This dataset contains feature values and click feedback for millions of display
ads. Its purpose is to benchmark algorithms for clickthrough rate (CTR) prediction.
It is hosted on HuggingFace: https://huggingface.co/datasets/criteo/CriteoClickLogs
It is similar, but larger, to the dataset released for the Display Advertising
Challenge hosted by Kaggle: https://www.kaggle.com/c/criteo-display-ad-challenge
Full description:
This dataset contains 24 files, each one corresponding to one day of data.
Dataset construction:
The training dataset consists of a portion of Criteo’s traffic over a period
of 24 days. Each row corresponds to a display ad served by Criteo and the first
column is indicates whether this ad has been clicked or not.
The positive (clicked) and negatives (non-clicked) examples have both been
subsampled (but at different rates) in order to reduce the dataset size.
There are 13 features taking integer values (mostly count features) and 26
categorical features. The values of the categorical features have been hashed
onto 32 bits for anonymization purposes.
The semantic of these features is undisclosed. Some features may have missing values.

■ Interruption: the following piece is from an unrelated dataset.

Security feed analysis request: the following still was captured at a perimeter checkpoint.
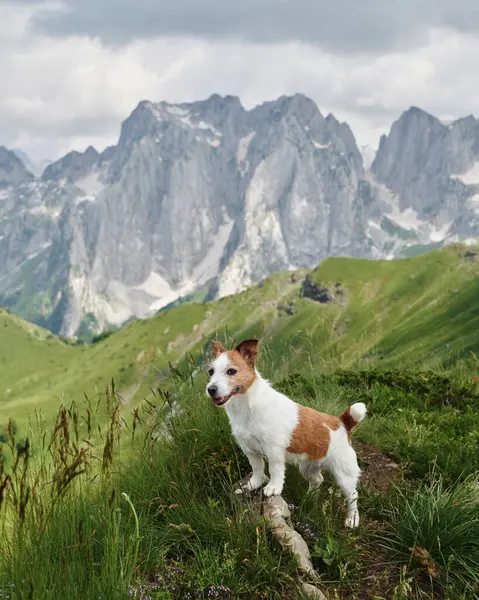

The rows are chronologically ordered.
Format:
The columns are tab separated with the following schema:
<label> <integer feature 1> … <integer feature 13> <categorical feature 1> … <categorical feature 26>
When a value is missing, the field is just empty.
Difference with the Kaggle challenge dataset:
– The dataset is not over the same time period;
– The subsampling ratios are different;
– The ordering of the features is not the same and the computation of some of them has changed;
– The hash function for categorical features is different.